Jonathan R. Benger, M.D., from the University of the West of England in Bristol, U.K., and colleagues randomized paramedics to use SGA (759 paramedics; 4,886 patients) or TI (764 paramedics; 4,410 patients) as the initial advanced airway management strategy in OHCA. The researchers found that 6.4 and 6.8 percent of patients in the SGA and TI groups, respectively, had a good outcome (modified Rankin Scale score range, 0 to 3) at hospital discharge or 30 days after OHCA (adjusted risk difference, −0.6 percent; 95 percent confidence interval, −1.6 to 0.4 percent).
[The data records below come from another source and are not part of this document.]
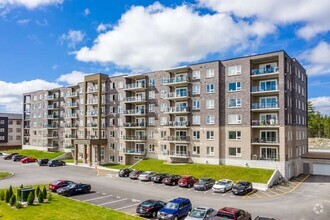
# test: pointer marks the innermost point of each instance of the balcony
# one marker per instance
(177, 124)
(264, 106)
(177, 110)
(135, 138)
(176, 81)
(135, 86)
(177, 95)
(134, 99)
(265, 123)
(134, 125)
(135, 112)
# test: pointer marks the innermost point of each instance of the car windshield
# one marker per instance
(197, 213)
(171, 205)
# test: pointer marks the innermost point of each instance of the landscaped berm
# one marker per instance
(217, 172)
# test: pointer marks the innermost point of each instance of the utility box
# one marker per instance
(23, 193)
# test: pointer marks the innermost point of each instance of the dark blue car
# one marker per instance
(175, 209)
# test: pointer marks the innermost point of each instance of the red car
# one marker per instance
(187, 181)
(59, 184)
(29, 160)
(233, 213)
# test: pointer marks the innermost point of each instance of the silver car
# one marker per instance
(222, 185)
(201, 213)
(147, 175)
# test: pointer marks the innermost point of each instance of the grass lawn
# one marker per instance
(61, 208)
(36, 153)
(4, 175)
(217, 172)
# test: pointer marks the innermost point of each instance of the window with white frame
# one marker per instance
(234, 152)
(196, 150)
(210, 151)
(234, 70)
(234, 86)
(196, 74)
(196, 119)
(234, 102)
(209, 135)
(210, 104)
(234, 119)
(209, 72)
(210, 119)
(210, 88)
(234, 135)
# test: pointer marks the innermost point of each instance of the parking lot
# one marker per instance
(310, 200)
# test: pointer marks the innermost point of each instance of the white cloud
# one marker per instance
(73, 37)
(72, 78)
(318, 59)
(30, 4)
(155, 37)
(313, 14)
(322, 104)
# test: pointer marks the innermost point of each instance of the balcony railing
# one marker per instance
(265, 70)
(135, 138)
(264, 105)
(270, 122)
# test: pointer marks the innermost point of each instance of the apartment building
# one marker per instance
(248, 111)
(10, 131)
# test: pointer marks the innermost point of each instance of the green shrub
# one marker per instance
(44, 192)
(30, 199)
(40, 197)
(12, 200)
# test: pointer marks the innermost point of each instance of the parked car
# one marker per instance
(159, 177)
(204, 184)
(29, 160)
(171, 180)
(187, 181)
(74, 188)
(146, 176)
(175, 209)
(10, 156)
(134, 175)
(43, 162)
(203, 213)
(124, 172)
(150, 208)
(222, 185)
(242, 188)
(56, 163)
(18, 157)
(54, 186)
(233, 213)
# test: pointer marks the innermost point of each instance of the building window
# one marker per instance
(235, 152)
(234, 86)
(234, 70)
(196, 135)
(234, 102)
(196, 119)
(234, 119)
(209, 135)
(210, 73)
(196, 150)
(210, 88)
(210, 151)
(210, 104)
(210, 119)
(234, 135)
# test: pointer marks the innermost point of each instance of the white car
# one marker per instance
(222, 185)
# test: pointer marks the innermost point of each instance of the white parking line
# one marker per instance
(125, 207)
(112, 202)
(87, 200)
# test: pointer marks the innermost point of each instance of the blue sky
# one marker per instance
(50, 43)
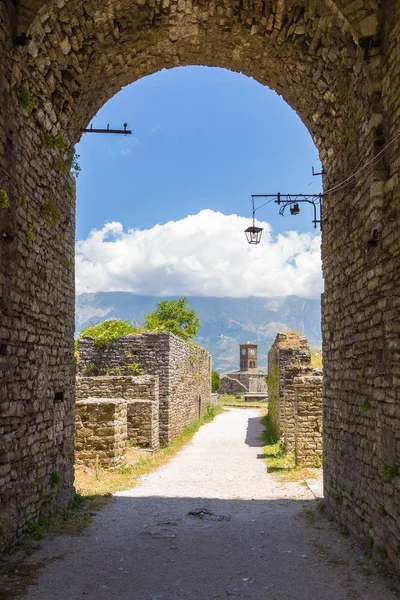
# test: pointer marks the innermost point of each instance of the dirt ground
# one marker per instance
(210, 524)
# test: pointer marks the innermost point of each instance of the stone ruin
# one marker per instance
(249, 381)
(337, 64)
(150, 409)
(295, 398)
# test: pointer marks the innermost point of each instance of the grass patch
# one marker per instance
(278, 461)
(102, 482)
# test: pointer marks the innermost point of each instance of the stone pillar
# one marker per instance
(101, 432)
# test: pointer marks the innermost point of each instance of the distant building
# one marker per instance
(249, 380)
(248, 356)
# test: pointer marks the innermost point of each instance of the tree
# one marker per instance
(174, 316)
(215, 381)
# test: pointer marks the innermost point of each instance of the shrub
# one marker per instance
(107, 331)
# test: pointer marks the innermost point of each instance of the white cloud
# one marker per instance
(201, 255)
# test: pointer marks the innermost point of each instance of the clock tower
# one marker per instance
(248, 356)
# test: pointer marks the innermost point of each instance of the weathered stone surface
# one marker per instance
(142, 395)
(344, 85)
(295, 398)
(183, 372)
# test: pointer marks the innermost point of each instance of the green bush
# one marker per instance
(174, 316)
(134, 368)
(107, 331)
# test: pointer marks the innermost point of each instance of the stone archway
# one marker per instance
(337, 65)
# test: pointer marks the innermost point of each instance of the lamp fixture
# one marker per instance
(284, 201)
(295, 209)
(253, 233)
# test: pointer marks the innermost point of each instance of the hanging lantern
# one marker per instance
(253, 234)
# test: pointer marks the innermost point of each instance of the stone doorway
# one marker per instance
(337, 65)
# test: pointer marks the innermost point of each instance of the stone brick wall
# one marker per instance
(295, 398)
(288, 349)
(240, 382)
(308, 434)
(101, 431)
(337, 64)
(142, 395)
(183, 372)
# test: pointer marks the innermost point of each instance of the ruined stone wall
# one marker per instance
(101, 432)
(288, 349)
(241, 382)
(337, 64)
(183, 371)
(295, 398)
(231, 385)
(37, 368)
(142, 395)
(190, 376)
(308, 434)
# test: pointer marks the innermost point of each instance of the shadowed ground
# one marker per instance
(249, 536)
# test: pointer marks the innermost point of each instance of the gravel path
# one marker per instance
(253, 541)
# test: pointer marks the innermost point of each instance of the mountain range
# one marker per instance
(225, 322)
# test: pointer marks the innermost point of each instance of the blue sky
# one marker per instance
(204, 139)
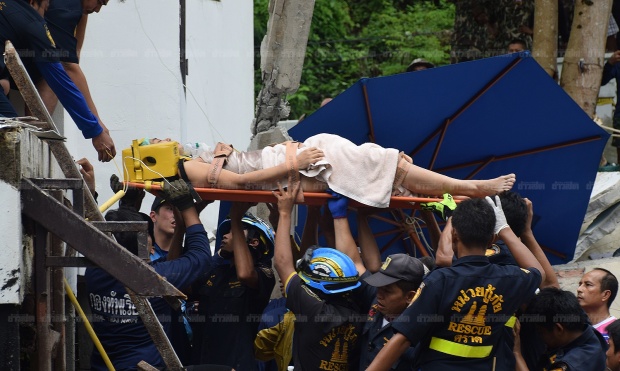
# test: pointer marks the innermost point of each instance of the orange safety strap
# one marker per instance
(221, 153)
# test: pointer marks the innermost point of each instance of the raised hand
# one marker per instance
(104, 145)
(286, 198)
(178, 194)
(308, 157)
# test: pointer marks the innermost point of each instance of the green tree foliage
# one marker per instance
(351, 39)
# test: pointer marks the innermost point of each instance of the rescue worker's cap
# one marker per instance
(398, 267)
(419, 62)
(157, 203)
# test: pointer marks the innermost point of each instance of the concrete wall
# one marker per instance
(131, 60)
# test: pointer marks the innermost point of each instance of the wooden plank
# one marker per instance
(36, 106)
(94, 244)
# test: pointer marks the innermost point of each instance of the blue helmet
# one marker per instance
(266, 234)
(328, 270)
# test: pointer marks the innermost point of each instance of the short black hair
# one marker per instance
(515, 210)
(552, 306)
(614, 334)
(429, 262)
(518, 41)
(128, 240)
(609, 282)
(474, 222)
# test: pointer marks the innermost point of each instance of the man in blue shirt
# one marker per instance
(24, 26)
(115, 319)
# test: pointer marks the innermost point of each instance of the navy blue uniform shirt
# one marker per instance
(461, 312)
(62, 18)
(115, 319)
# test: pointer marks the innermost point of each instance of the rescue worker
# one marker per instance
(472, 301)
(234, 295)
(22, 23)
(572, 343)
(322, 295)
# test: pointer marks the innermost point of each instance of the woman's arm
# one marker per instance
(197, 172)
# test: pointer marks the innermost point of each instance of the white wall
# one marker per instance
(131, 60)
(11, 264)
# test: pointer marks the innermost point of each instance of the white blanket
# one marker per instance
(363, 173)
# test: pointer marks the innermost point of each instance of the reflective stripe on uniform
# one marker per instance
(460, 350)
(511, 322)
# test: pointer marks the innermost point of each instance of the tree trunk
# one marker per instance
(282, 58)
(545, 45)
(585, 54)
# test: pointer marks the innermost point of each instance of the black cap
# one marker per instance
(157, 203)
(397, 267)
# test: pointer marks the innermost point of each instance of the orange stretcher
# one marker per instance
(310, 198)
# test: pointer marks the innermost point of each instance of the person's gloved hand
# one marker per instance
(443, 208)
(500, 218)
(337, 204)
(115, 183)
(178, 194)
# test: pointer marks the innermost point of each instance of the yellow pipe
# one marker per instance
(111, 201)
(89, 328)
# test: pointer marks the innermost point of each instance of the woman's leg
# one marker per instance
(425, 182)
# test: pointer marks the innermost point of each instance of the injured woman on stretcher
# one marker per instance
(369, 173)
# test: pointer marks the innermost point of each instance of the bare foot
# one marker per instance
(494, 186)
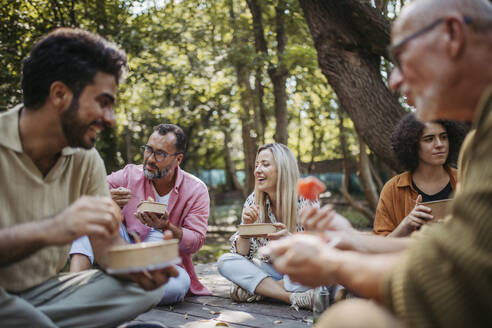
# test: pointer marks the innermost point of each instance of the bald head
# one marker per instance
(421, 12)
(442, 49)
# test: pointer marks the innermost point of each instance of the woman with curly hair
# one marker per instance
(274, 200)
(428, 151)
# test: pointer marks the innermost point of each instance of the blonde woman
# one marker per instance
(274, 201)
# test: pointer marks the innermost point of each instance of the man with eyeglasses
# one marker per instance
(443, 276)
(161, 179)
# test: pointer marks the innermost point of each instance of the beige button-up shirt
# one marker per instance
(26, 195)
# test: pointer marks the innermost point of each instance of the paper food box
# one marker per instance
(147, 206)
(256, 229)
(439, 208)
(143, 256)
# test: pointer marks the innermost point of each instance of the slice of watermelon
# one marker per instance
(310, 188)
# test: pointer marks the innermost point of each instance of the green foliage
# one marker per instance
(182, 59)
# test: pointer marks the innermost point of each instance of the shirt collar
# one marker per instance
(179, 178)
(9, 124)
(405, 180)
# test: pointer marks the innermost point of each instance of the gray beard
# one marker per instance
(156, 175)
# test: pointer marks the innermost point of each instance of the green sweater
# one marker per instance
(445, 279)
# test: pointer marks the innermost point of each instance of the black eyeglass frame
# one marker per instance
(158, 154)
(393, 48)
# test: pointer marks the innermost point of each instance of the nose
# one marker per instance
(109, 116)
(257, 169)
(396, 79)
(439, 142)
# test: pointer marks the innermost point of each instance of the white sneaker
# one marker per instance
(302, 300)
(239, 294)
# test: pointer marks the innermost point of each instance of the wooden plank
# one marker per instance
(242, 317)
(276, 309)
(174, 320)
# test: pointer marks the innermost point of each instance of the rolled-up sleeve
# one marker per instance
(195, 224)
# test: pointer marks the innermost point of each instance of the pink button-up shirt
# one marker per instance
(188, 209)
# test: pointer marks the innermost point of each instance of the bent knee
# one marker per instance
(225, 262)
(176, 289)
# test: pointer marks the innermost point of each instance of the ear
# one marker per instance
(179, 159)
(455, 27)
(60, 96)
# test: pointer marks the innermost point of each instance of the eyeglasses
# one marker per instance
(158, 154)
(394, 49)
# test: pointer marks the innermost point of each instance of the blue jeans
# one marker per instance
(174, 290)
(249, 274)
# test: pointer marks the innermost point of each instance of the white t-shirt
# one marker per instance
(156, 235)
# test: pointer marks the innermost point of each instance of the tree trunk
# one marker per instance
(367, 182)
(278, 74)
(248, 132)
(350, 37)
(229, 164)
(345, 177)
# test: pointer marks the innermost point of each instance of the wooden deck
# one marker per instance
(220, 311)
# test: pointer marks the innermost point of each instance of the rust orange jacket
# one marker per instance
(397, 200)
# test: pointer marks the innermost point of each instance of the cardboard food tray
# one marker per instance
(439, 208)
(256, 229)
(142, 256)
(147, 206)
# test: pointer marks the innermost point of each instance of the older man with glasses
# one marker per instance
(443, 276)
(161, 179)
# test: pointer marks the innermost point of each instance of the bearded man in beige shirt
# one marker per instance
(54, 190)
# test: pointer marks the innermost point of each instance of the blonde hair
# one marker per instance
(286, 188)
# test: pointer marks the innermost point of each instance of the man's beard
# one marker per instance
(73, 130)
(158, 174)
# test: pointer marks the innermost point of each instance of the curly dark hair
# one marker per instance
(406, 136)
(72, 56)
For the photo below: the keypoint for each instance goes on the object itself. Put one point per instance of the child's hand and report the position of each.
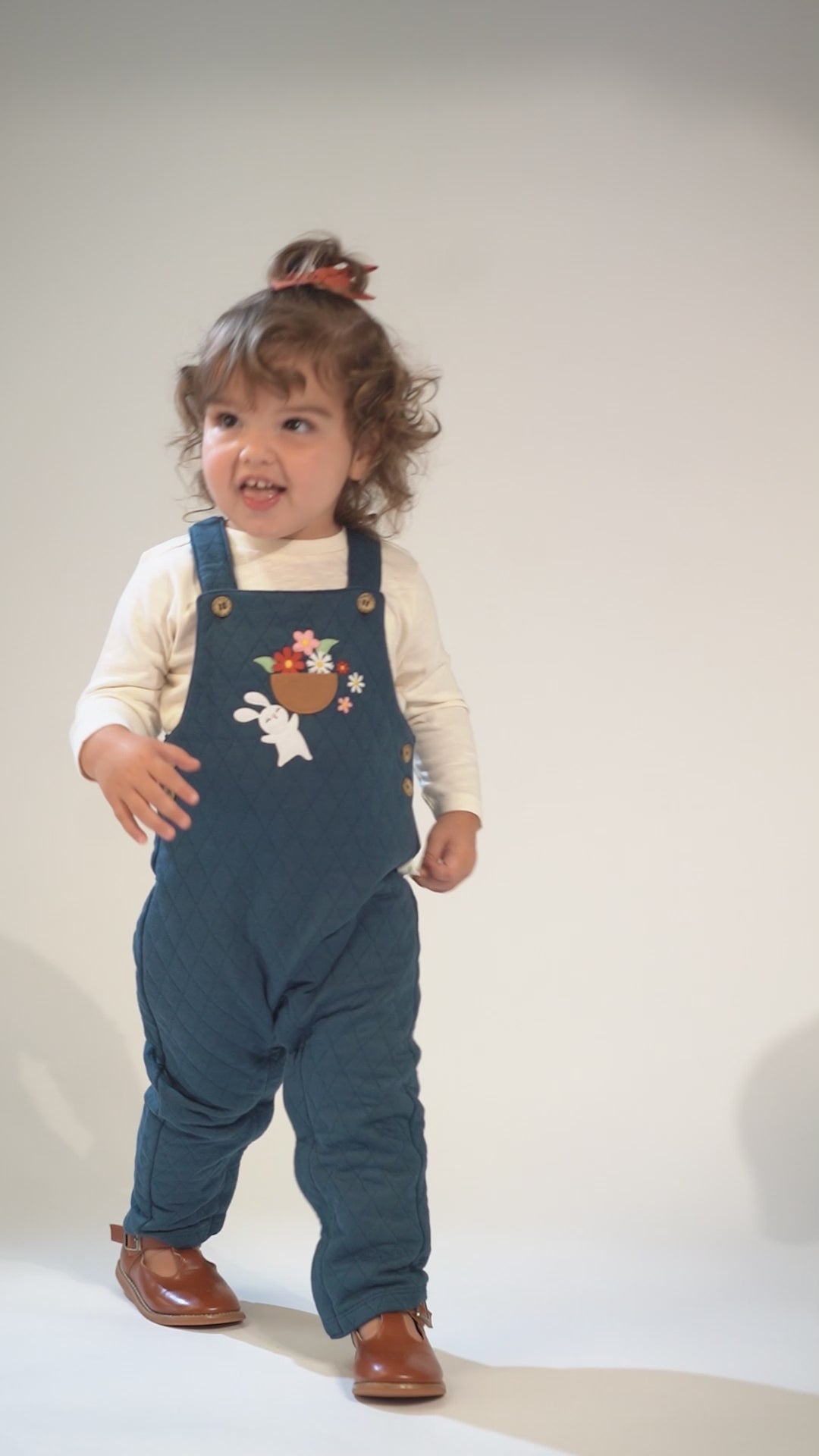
(450, 851)
(139, 778)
"Among patients with out-of-hospital cardiac arrest, randomization to a strategy of advanced airway management with a supraglottic airway device compared with tracheal intubation did not result in a favorable functional outcome at 30 days," Benger and colleagues write.

Several authors from the Wang study disclosed financial ties to the medical device industry.